My question on publishing is related to the point made by @rmzelle on readthedocs. If I understand now, the latter just points to the documentation repo, but I don't really understand how updating of the published docs work.

Read the Docs auto-builds the contents of https://docs.citationstyles.org/ (custom domain for https://citation-style-language.readthedocs.io/) upon every commit to our "documentation" repo.

(also, and this is a bit off-topic, but I was never very satisfied with how we kept track of the CSL release notes, with a restart with each new version (e.g. the CSL 1.0 documentation has release notes for 1.0 at https://docs.citationstyles.org/en/1.0/release-notes.html, and the 1.0.1 documentation only has release notes for 1.0.1 at https://docs.citationstyles.org/en/1.0.1/release-notes.html. It would probably be clearer if we just kept adding to a changelog with each release).

bdarcus commented 4 years ago

Read the Docs auto-builds the contents of https://docs.citationstyles.org/ (custom domain for https://citation-style-language.readthedocs.io/) upon every commit to our "documentation" repo.

How do you deal with versioning of the spec, and would you deal with it when we do 1.1?

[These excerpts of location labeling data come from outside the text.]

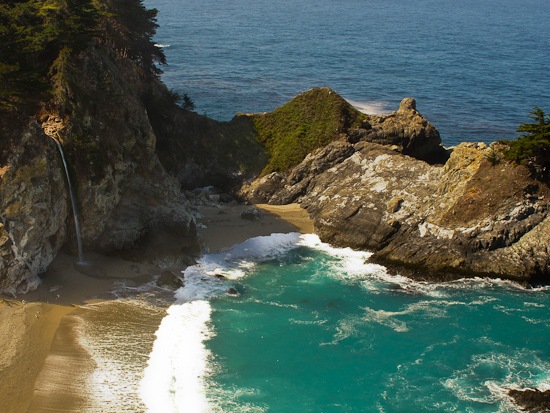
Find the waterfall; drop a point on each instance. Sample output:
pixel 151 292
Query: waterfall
pixel 73 202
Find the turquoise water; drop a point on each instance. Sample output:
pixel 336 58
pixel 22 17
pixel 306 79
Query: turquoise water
pixel 476 68
pixel 316 329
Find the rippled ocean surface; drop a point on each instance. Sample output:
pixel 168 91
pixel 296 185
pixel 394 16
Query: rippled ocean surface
pixel 311 328
pixel 477 68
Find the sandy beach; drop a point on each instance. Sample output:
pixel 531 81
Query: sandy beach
pixel 43 365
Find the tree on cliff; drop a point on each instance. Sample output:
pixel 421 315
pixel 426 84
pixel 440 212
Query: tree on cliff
pixel 37 38
pixel 533 147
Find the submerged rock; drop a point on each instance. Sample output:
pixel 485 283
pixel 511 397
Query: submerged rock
pixel 169 280
pixel 532 400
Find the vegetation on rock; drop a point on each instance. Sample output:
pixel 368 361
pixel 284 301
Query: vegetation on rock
pixel 309 121
pixel 38 38
pixel 533 147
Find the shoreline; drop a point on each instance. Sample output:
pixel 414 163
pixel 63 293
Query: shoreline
pixel 44 365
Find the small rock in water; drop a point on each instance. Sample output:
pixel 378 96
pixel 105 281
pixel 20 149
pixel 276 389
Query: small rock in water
pixel 169 280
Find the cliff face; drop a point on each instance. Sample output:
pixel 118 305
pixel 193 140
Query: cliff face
pixel 125 197
pixel 375 191
pixel 33 209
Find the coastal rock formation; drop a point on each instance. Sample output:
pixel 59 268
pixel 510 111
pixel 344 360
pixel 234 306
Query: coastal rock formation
pixel 33 210
pixel 466 217
pixel 126 199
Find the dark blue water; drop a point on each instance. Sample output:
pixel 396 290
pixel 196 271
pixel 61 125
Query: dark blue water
pixel 477 68
pixel 316 329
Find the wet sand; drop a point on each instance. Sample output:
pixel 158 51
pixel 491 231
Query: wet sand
pixel 43 365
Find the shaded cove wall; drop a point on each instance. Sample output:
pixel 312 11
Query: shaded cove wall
pixel 33 209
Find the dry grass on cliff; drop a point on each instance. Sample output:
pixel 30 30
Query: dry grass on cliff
pixel 492 190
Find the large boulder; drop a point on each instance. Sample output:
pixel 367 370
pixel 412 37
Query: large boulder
pixel 467 217
pixel 33 208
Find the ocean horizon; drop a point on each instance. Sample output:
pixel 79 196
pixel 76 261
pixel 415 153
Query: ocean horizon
pixel 477 69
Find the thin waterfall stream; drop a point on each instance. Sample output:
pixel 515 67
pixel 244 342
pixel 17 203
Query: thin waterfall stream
pixel 73 202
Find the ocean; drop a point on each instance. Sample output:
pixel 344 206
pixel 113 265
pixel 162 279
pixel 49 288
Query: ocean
pixel 476 68
pixel 312 328
pixel 286 323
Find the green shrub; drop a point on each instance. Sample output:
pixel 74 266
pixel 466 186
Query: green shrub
pixel 309 121
pixel 532 148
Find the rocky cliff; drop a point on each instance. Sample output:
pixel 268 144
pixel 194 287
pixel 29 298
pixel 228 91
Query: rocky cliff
pixel 389 187
pixel 110 128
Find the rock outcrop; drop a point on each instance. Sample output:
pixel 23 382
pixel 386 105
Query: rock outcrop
pixel 375 190
pixel 33 209
pixel 125 197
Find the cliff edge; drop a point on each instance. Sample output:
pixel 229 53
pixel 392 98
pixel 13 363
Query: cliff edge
pixel 390 187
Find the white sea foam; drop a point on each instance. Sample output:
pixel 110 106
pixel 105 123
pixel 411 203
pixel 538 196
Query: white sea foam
pixel 510 370
pixel 174 378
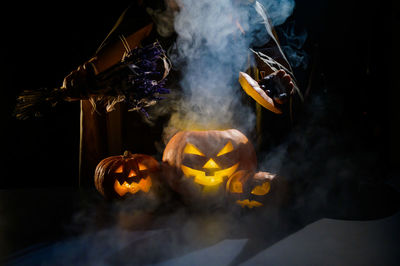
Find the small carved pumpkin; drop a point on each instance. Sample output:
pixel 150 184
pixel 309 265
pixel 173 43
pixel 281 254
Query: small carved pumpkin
pixel 249 190
pixel 119 176
pixel 204 160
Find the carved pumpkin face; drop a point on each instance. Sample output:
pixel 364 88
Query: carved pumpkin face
pixel 118 176
pixel 249 190
pixel 208 158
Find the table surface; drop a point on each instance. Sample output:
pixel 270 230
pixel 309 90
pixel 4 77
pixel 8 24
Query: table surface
pixel 36 226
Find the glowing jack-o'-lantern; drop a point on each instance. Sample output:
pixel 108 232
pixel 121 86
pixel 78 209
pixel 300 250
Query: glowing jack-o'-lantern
pixel 250 190
pixel 118 176
pixel 207 159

(also, and this is a bit off-topic, but I was never very satisfied with how we kept track of the CSL release notes, with a restart with each new version (e.g. the CSL 1.0 documentation has release notes for 1.0 at https://docs.citationstyles.org/en/1.0/release-notes.html, and the 1.0.1 documentation only has release notes for 1.0.1 at https://docs.citationstyles.org/en/1.0.1/release-notes.html. It would probably be clearer if we just kept adding to a changelog with each release).

So we really need a single changelog file in the repo?

bdarcus commented 4 years ago

Initially they used readthedocs, but have recently switched to an integrated solution, using github pages.

I checked with them, and the reason they swtiched was less about issues with readthedocs, and more about wanting to integrate the documentation in emacs too, and use org.

Maybe we should keep things as is on the publishing front, since it does work nicely.

I think open question remains whether we want to switch to markdown, and whether it would help to split the file.

On markdown, docs says there are limitations: "Markdown doesn’t support a lot of the features of Sphinx, like inline markup and directives."

rmzelle commented 4 years ago

On markdown, docs says there are limitations: "Markdown doesn’t support a lot of the features of Sphinx, like inline markup and directives."

Yes, the specification definitely uses some things that aren't part of Markdown (like a TOC).

How do you deal with versioning of the spec, and would you deal with it when we do 1.1?

See https://docs.readthedocs.io/en/stable/versions.html. We'd just need a 1.1 branch in the repo.

rmzelle commented 4 years ago

Git history mostly may not matter

Per https://github.com/citation-style-language/documentation/issues/80#issuecomment-636533041 above, the "documentation" repo has a bunch of branches for past CSL specification releases and release notes. Similarly, the CSL validator relies on the tags in https://github.com/citation-style-language/schema/ to allow users to select different versions of the CSL schema.

I understand there can be benefits of e.g. combining the specification, schema, and test suite, but I'd like to keep the old releases of schema and documentation available.

bdarcus commented 4 years ago

There's maybe no ideal solution.

Other option is keep status quo, but ask people to submit spec language where appropriate on schema?

bdarcus commented 4 years ago

I'm going to close this for now. There's enough work to do without introducing this change, and the costs/benefits equation is unclear to me ATM.